Kanzlerin Angela Merkel (CDU) wird am Flughafen mit Brot und Salz begrüßt, Foto: dpa

Auf ihrer ersten Auslandsreise nach dem angekündigten Rückzug vom CDU-Vorsitz erfährt die Kanzlerin in Kiew großen Rückhalt. Präsident Petro Poroschenko weiß: Angela Merkel hat viel für die Ukraine getan. Vollenden kann sie das Friedenswerk vermutlich nicht mehr.

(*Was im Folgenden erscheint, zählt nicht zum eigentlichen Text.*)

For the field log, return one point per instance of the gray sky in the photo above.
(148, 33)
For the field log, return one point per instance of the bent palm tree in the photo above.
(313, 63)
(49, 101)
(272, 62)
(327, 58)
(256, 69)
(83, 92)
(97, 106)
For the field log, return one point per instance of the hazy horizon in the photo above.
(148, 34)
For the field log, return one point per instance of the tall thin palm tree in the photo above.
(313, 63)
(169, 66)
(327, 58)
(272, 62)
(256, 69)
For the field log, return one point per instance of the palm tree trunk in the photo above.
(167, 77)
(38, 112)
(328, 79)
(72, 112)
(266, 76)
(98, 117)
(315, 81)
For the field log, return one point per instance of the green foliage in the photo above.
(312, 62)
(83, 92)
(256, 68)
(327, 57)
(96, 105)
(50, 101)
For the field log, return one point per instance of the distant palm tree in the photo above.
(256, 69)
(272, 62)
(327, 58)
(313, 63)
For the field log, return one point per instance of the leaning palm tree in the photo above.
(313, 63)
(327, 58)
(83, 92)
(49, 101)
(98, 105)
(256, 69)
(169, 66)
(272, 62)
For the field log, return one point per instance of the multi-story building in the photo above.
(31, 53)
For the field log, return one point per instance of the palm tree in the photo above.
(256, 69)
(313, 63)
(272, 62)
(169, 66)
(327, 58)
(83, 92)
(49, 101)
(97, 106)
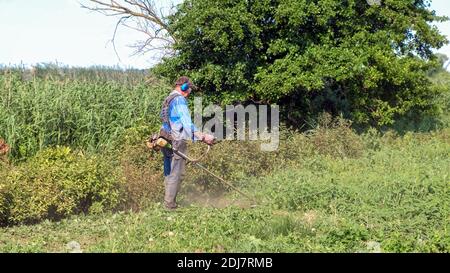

Kiew - Es ist ein trüber Tag in Kiew, dafür strahlt der Marienpalast in all seiner barocken Pracht. Der Amtssitz von Präsident Petro Poroschenko hoch über dem Fluss Dnjepr ist die erste Station von Angela Merkels eintägigem Besuch in der Ukraine. „Witaju wojiniw“, ruft die Kanzlerin, als sie mit militärischen Ehren empfangen wird, „Ich grüße die Soldaten“. Die erwidern den Gruß, dann schreiten Merkel und Poroschenko weiter, über die Architektur schwärmend – und gelöst plaudernd. Wie schon im Regierungsflieger kein Trübsal geblasen, sondern eine gut gelaunte Kanzlerin transportiert wurde.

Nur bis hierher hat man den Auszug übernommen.